I am convinced eternal
damnation and paradise are
myths created by fools.
You have known me before
my birth and the Creation in Genesis.
You claim to have never left me,
like others’ fathers have done, and
you will always be with me, giving me
wisdom, courage, and love even when I
wanted to forcefully shut
down my own bodily functions, with
rope, blade, or chemicals.
Do you even remember the time
you took back the angel from me?
And the simple fact that no one,
not even you, told me a damn thing
about what happened?
She was the only one who treated
me like a real person; wasn’t a
leech feeding off my income;
didn’t use me like some cheap dildo to
get her off every time she felt
even a little horny; never threatened
to leave me if I were to get fired or if I
didn’t give her what she wanted.
The angel understood how alone I was,
unlike that bitch some years ago. Why would
you allow a lazy whore into my life if
it would end up running away with
some other prick, leaving me alone again in
this piss-poor world you decided to create?

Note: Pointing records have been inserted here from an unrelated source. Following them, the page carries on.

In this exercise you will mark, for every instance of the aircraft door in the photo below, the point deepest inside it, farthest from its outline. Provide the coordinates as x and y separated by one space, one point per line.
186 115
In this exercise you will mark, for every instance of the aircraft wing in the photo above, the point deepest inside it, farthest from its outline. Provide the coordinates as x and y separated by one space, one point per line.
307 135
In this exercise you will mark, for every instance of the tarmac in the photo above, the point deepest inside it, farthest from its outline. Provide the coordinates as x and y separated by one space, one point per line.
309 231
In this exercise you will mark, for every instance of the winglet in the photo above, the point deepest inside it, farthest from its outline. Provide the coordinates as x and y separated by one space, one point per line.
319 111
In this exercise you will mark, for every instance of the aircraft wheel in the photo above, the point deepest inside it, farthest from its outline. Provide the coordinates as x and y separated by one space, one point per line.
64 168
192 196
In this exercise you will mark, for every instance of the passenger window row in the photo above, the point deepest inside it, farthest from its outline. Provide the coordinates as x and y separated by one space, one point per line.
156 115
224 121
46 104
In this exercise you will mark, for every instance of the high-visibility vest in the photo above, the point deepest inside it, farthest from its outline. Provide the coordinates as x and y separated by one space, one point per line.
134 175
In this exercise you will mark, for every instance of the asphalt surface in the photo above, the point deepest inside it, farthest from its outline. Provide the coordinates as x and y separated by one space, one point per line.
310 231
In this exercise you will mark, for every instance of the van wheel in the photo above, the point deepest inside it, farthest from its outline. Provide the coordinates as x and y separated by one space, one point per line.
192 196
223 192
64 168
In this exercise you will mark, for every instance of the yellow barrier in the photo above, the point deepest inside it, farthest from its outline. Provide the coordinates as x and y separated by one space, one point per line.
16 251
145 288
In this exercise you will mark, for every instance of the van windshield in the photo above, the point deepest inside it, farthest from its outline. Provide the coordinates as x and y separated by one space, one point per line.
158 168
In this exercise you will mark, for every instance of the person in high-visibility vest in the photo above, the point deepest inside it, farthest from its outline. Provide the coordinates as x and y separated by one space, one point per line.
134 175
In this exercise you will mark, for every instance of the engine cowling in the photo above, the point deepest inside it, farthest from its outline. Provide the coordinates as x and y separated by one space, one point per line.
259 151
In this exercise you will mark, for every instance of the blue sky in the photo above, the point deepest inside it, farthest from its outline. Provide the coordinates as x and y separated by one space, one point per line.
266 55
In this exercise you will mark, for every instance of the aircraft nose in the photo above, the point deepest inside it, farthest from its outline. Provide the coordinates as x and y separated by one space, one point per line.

What about those times I lost
the place I called home?
Guess it didn’t matter to you
that I was kicked out by my racist parents
after they found out about my black boyfriend;
guess it didn’t matter to you
that I was only a junior in high school then, or
that he was the only real friend I had. What
about those times I got evicted because of
my shitty job history? Why didn’t you
answer my prayers for a steady job that
I could keep for more than a few
months again? Maybe you don’t
really exist. Did you enjoy watching
the sick bitch who
pushed me out demand that I give her
a massage between her legs? Or that she said
I wasn’t a real man if I didn’t
satisfy my own mother the
way a porn star would?
Her husband knew, her husband approved –
because it would teach me
how to be a man. My voice cracked
at times, girls and boys made
my crotch feel funny and my face hot for
the first time when my parents
taught me “manliness.” Are you really just
a sick fuck who enjoys watching your
“children” suffer like this?
I struggled to believe after
my dignity was violated.
But I feared eternal damnation for
leaving your “Family.”
What a dumbass thing to believe in!
death, life after
death; didn’t you claim
we’re just dust anyway?
In the words of your so-called “Son,”
It is finished.
This is to be taken as a persona poem of sorts; I’m not actually turning away from my faith and I haven’t had these experiences, thankfully.